Tuesday, October 9, 2018

Zion Lines

Zion Lines / oil on canvas, 6x6

This is a formation that absolutely fascinates me, and which I will probably paint again, in spite of the fact that I have made two paintings of it already. I love the sweep and curve of the rocks, the tension of fluidity and stasis - and the amazing colors, on top of it all. 

Zion National Park, which was where I was painting, seems to sort itself into two parts - one from the Kanab, Utah-side entrance to the big tunnel in the middle, and the other, from the tunnel to Springdale. The first part is filled with close-knit rock formations, patterned with stripes and swirls, layers of rock carved by wind and water and the passing of centuries. 

The second part of the park, with the Springdale terminus, seems to be more monumental, with incredibly huge cliffs, rock faces and formations towering hundreds, if not thousands, of feet above the roads. There is a third section, but you had to take a shuttle to see it, and I just didn't have the time. 

I liked the first part far better than the second, though both amazed me, both stunned my eyes, both left me speechless and in awe. 
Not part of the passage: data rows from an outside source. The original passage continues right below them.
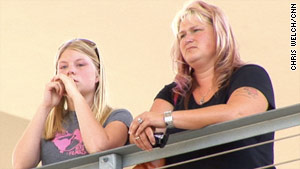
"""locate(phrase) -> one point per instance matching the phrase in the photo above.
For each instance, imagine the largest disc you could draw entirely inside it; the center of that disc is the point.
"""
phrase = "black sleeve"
(253, 76)
(166, 93)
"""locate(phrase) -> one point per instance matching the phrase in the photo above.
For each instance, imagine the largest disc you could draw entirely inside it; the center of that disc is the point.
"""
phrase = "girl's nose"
(71, 70)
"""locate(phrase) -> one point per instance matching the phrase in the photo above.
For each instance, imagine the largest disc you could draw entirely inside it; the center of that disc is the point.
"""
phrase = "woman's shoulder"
(250, 67)
(249, 70)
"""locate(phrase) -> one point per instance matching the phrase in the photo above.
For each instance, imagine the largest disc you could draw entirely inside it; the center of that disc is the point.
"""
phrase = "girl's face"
(197, 41)
(80, 68)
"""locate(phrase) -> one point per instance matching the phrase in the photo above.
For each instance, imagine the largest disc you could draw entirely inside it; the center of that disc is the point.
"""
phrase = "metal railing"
(188, 141)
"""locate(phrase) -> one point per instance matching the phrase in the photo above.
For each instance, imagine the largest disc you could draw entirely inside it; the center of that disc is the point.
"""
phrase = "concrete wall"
(134, 37)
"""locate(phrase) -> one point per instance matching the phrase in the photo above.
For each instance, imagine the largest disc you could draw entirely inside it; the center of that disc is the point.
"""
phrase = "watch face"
(168, 119)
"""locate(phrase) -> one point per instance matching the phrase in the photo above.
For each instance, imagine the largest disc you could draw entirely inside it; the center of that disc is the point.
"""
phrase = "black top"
(248, 75)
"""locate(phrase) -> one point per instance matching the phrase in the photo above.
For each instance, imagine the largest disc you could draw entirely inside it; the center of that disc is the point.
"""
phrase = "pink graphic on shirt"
(70, 143)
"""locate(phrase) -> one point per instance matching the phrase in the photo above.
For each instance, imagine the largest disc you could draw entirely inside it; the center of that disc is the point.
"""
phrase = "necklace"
(203, 97)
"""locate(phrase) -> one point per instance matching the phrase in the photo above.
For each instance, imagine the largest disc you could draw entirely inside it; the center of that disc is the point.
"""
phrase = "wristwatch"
(168, 119)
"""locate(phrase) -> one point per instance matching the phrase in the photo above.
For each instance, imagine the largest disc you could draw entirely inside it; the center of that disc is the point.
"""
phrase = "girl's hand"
(69, 85)
(53, 93)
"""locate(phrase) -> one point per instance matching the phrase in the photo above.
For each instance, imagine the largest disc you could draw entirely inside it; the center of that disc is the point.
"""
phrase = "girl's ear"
(97, 78)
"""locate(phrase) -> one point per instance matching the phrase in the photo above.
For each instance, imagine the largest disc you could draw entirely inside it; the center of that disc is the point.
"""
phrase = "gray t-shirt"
(69, 144)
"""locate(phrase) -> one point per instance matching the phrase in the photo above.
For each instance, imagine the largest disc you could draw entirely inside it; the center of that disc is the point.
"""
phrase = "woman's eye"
(63, 67)
(197, 29)
(180, 36)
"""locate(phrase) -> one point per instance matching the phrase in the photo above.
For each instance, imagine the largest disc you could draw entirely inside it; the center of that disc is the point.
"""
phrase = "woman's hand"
(145, 140)
(142, 129)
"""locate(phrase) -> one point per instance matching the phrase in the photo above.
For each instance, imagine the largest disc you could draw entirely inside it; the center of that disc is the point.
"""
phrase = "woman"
(73, 119)
(212, 85)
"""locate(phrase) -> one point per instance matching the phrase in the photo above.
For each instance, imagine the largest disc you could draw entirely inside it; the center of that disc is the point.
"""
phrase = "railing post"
(111, 161)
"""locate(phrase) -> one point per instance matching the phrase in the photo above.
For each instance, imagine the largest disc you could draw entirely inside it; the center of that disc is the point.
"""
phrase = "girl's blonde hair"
(54, 122)
(228, 58)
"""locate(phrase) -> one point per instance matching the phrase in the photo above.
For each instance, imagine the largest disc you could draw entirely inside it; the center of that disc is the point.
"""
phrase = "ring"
(140, 120)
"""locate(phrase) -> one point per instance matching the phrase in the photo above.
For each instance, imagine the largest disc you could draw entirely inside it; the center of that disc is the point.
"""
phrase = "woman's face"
(197, 41)
(80, 68)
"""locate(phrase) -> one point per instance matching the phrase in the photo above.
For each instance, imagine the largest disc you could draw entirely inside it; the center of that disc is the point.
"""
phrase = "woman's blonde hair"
(228, 58)
(54, 122)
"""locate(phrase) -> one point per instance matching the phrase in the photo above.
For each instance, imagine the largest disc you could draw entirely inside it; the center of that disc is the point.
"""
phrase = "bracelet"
(168, 119)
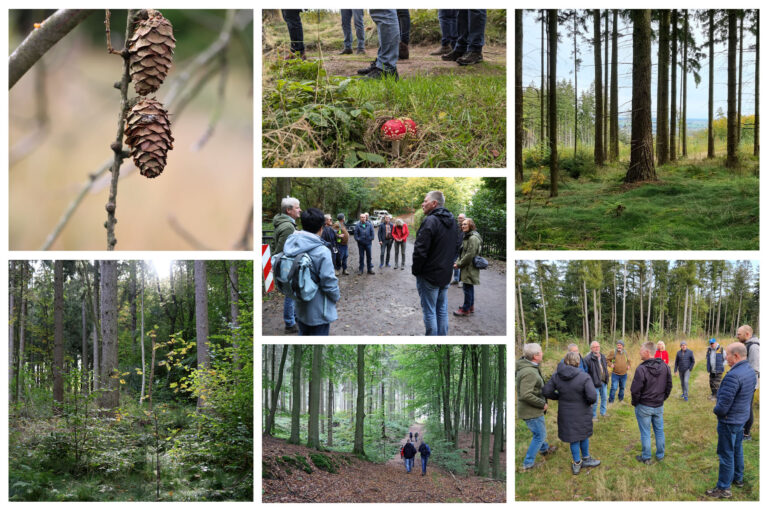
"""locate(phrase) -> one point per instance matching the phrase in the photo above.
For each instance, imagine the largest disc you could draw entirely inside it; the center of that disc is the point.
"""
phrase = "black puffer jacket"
(574, 390)
(651, 384)
(435, 249)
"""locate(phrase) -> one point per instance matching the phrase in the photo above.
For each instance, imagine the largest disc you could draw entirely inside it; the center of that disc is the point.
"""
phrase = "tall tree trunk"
(599, 153)
(553, 163)
(732, 158)
(296, 394)
(641, 166)
(201, 323)
(359, 448)
(673, 93)
(110, 398)
(662, 91)
(519, 95)
(498, 432)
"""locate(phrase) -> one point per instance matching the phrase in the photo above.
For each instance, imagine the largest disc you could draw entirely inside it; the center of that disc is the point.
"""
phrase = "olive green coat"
(470, 247)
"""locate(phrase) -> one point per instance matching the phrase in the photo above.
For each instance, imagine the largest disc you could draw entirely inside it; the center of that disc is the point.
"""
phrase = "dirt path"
(420, 62)
(387, 304)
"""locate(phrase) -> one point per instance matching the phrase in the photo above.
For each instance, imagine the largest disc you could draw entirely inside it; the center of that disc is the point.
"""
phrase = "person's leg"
(428, 296)
(644, 425)
(389, 38)
(658, 430)
(346, 27)
(357, 16)
(292, 19)
(726, 441)
(442, 311)
(289, 314)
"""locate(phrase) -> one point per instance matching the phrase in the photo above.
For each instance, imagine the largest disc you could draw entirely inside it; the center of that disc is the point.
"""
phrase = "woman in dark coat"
(576, 393)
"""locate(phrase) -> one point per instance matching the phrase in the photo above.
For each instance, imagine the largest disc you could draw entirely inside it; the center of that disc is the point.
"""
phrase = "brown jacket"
(619, 362)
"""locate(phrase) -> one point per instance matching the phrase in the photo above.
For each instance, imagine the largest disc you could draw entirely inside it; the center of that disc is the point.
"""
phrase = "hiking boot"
(589, 462)
(470, 58)
(719, 493)
(403, 51)
(378, 74)
(446, 48)
(365, 71)
(576, 467)
(453, 55)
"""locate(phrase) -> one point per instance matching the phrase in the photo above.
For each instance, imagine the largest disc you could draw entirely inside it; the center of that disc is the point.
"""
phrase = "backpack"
(293, 276)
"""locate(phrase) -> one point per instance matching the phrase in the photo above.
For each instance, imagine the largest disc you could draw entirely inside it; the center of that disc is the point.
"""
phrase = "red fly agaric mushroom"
(393, 131)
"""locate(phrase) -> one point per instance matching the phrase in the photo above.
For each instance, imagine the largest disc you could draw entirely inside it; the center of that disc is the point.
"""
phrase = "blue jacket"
(719, 360)
(684, 361)
(322, 308)
(364, 235)
(734, 398)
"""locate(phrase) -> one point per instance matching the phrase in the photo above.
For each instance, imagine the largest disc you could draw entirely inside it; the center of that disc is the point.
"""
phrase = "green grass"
(695, 205)
(689, 467)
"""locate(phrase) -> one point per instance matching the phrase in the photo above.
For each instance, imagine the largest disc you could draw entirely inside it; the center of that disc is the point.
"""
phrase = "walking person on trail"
(425, 452)
(409, 452)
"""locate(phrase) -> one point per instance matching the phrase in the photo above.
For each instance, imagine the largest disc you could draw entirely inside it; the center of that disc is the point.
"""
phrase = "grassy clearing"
(695, 205)
(688, 469)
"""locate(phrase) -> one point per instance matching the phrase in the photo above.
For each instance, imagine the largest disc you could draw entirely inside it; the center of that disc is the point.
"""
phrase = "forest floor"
(690, 465)
(695, 205)
(358, 481)
(387, 304)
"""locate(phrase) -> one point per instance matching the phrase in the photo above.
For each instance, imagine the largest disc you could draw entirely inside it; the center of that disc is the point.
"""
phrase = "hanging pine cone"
(151, 52)
(148, 133)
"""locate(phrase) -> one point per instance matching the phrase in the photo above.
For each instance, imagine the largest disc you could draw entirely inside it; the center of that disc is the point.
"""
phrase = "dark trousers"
(292, 19)
(341, 257)
(448, 19)
(313, 330)
(404, 20)
(471, 30)
(365, 252)
(714, 382)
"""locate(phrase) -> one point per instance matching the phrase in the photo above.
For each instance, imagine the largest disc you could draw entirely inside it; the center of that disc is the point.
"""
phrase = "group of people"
(462, 37)
(579, 381)
(444, 248)
(408, 453)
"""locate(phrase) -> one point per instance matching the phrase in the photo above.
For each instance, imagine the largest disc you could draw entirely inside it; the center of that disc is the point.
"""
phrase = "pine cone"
(148, 133)
(151, 52)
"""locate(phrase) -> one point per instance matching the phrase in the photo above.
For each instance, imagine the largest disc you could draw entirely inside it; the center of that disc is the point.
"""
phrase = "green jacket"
(470, 247)
(284, 227)
(528, 383)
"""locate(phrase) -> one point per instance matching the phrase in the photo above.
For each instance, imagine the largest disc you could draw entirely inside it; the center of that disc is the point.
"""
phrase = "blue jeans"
(404, 23)
(365, 252)
(538, 443)
(602, 394)
(289, 313)
(647, 416)
(389, 38)
(341, 257)
(434, 307)
(313, 330)
(469, 296)
(580, 446)
(617, 381)
(730, 453)
(471, 30)
(292, 19)
(448, 26)
(347, 15)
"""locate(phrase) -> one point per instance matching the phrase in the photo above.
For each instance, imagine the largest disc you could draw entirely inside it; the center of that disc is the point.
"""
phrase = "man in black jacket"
(651, 386)
(433, 255)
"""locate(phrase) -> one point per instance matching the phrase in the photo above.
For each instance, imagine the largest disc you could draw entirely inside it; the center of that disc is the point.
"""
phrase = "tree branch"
(40, 40)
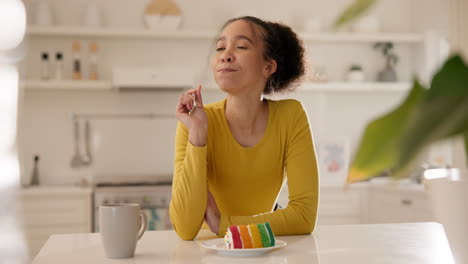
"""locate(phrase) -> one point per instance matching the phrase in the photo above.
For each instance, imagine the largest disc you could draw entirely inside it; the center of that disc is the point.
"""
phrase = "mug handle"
(143, 225)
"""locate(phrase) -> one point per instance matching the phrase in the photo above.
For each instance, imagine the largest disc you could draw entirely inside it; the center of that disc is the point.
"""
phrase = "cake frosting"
(249, 236)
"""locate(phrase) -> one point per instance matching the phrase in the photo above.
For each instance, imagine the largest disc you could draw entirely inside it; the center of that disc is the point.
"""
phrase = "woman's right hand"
(196, 121)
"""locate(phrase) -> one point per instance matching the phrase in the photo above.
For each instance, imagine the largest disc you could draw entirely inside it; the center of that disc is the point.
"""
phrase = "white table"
(386, 243)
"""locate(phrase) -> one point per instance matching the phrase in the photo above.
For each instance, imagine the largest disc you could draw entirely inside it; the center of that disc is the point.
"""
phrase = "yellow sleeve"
(189, 186)
(299, 217)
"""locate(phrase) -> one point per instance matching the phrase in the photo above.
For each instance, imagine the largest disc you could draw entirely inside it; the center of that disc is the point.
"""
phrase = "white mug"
(121, 225)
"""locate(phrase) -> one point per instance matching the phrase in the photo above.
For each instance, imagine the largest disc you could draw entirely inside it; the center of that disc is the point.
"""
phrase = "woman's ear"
(270, 68)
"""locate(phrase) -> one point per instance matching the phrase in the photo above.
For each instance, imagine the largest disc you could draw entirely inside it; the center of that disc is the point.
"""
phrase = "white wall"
(46, 123)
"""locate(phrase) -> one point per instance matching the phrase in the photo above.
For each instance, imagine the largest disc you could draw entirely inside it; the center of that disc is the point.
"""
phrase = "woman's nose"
(227, 57)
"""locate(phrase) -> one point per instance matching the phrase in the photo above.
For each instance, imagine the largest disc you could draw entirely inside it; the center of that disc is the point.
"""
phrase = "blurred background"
(100, 80)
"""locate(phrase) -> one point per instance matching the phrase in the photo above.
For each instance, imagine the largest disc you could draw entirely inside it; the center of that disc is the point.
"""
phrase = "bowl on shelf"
(162, 22)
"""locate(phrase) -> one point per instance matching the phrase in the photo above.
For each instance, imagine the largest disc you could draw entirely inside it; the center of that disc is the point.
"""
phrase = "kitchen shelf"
(66, 85)
(355, 87)
(306, 87)
(70, 31)
(63, 31)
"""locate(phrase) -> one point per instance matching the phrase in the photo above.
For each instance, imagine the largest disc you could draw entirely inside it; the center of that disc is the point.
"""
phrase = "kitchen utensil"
(92, 15)
(87, 157)
(76, 161)
(194, 104)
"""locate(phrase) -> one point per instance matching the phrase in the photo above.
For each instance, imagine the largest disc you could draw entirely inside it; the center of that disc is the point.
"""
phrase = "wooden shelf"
(69, 31)
(306, 87)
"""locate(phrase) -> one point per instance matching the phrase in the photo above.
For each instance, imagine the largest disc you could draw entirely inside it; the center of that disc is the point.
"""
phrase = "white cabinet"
(54, 210)
(393, 204)
(339, 206)
(371, 202)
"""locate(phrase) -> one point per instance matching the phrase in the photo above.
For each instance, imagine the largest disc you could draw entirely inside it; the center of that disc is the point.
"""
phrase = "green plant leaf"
(396, 140)
(352, 12)
(378, 149)
(442, 113)
(465, 136)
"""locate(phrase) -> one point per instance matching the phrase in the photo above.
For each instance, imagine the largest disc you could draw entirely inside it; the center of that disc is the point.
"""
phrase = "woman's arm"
(299, 217)
(189, 186)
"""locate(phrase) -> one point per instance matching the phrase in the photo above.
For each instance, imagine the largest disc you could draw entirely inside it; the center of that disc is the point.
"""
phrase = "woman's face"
(238, 64)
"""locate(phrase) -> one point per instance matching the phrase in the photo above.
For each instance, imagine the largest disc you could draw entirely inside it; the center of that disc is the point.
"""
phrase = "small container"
(76, 48)
(58, 66)
(35, 172)
(45, 66)
(93, 61)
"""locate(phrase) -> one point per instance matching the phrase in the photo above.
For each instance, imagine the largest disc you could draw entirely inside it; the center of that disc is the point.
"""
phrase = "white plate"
(220, 247)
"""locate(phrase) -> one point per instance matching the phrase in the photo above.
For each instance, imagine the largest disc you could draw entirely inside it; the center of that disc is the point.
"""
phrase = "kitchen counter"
(385, 243)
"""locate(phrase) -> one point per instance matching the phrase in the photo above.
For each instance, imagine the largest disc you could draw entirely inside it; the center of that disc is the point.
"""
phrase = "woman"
(232, 157)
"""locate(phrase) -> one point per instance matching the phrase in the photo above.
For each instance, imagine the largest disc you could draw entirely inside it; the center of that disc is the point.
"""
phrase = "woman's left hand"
(212, 214)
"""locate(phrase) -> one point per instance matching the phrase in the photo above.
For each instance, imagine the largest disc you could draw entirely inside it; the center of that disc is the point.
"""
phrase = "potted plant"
(395, 141)
(355, 73)
(388, 74)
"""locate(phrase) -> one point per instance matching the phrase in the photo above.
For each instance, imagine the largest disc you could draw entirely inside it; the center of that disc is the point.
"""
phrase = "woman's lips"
(227, 70)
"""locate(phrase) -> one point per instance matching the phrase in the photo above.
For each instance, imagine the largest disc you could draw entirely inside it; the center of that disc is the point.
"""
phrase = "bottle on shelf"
(93, 61)
(58, 66)
(76, 75)
(35, 172)
(45, 72)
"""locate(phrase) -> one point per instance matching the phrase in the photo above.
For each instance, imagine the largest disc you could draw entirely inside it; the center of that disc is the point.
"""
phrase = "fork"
(194, 104)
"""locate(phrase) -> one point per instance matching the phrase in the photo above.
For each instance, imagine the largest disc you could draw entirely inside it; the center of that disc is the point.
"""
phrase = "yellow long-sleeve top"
(245, 182)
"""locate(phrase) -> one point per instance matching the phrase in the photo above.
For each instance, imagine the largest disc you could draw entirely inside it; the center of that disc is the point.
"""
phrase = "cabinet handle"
(406, 202)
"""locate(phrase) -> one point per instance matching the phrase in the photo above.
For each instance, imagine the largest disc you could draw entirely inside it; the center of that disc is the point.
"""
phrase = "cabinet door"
(44, 215)
(337, 206)
(394, 206)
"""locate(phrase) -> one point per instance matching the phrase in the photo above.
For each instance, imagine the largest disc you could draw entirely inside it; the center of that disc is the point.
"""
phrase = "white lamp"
(12, 31)
(12, 24)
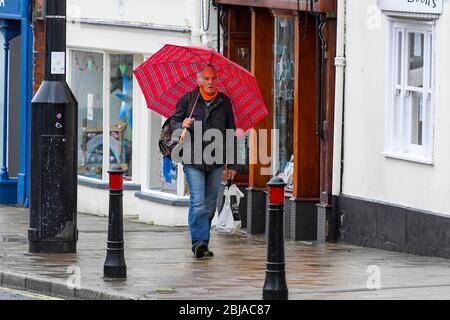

My paintings from Utah are all for sale - and I will continue to post them as I go. They're cheaper if you buy them while I am traveling! I hope to start painting again Monday, when the snow stops falling and the roads are no longer icy (more on this, next posting). You can find the paintings by clicking here to reach the Utah Painting Trip page of the Jacobson Arts website! 

Cowboy Bunkhouse

MUCH TO MY surprise and disappointment, when I checked the hotels in Kanab, the town closest to Zion National Park, they were mostly full - and all, expensive.

Then I found the Cowboy Bunkhouse, which proclaims itself a Western hostel. Rooms go from $35 to $75 a night, depending on number of beds and whether there's an en-suite bathroom, toilet or nothing. Showers are shared, for the most part. Two kitchens are also shared. 

The price was right, and I've happily stayed in hostels before, so I thought I'd try it. 

The building started as a hospital, and then later was expanded to become a school for kids who needed an alternative to regular school. I admit, I was a little skeptical when I pulled up, but as soon as I went inside, I was charmed. 

The place was clean and neat and very fun. The cowboy theme is everywhere - but in this place, the regular cowboy is celebrated, more than the movie-star cowboys whose many films were made in and around Kanab. Rooms are named after towns where the cattle trails and railroads met, or  after real-life cowboys or cowgirls. 

I stayed in the Connie Douglas room, and I admit I'd never heard her name! She was thought to be America's oldest cowgirl, and led an interesting life. You can find out more about her here

I ended up spending three nights at the Cowboy Bunkhouse, and I recommend it highly. Most of the people staying there were Europeans - and all the people on the work-barter program there were, too. The others, generally, were senior citizens. Interesting. 

The staffers eat dinner together at the Bunkhouse, above. 
Below, one of the hallways, with cowboy-life decorations.

Above, some of the guests at the Bunkhouse. 
Below, the woman who owns and runs it, with her husband.

Above, the tail end of breakfast, which comes with the room.
Below, the building has that 1960s institutional look. 

Dog of the Day

Zara was staying at the Cowboy Bunkhouse! She's a two-month-old husky, who raced around, playing, biting fingers, greeting everyone - and then, wham, collapsed into puppy exhaustion. 

A Final Thought

"Don't let yesterday take up too much of today."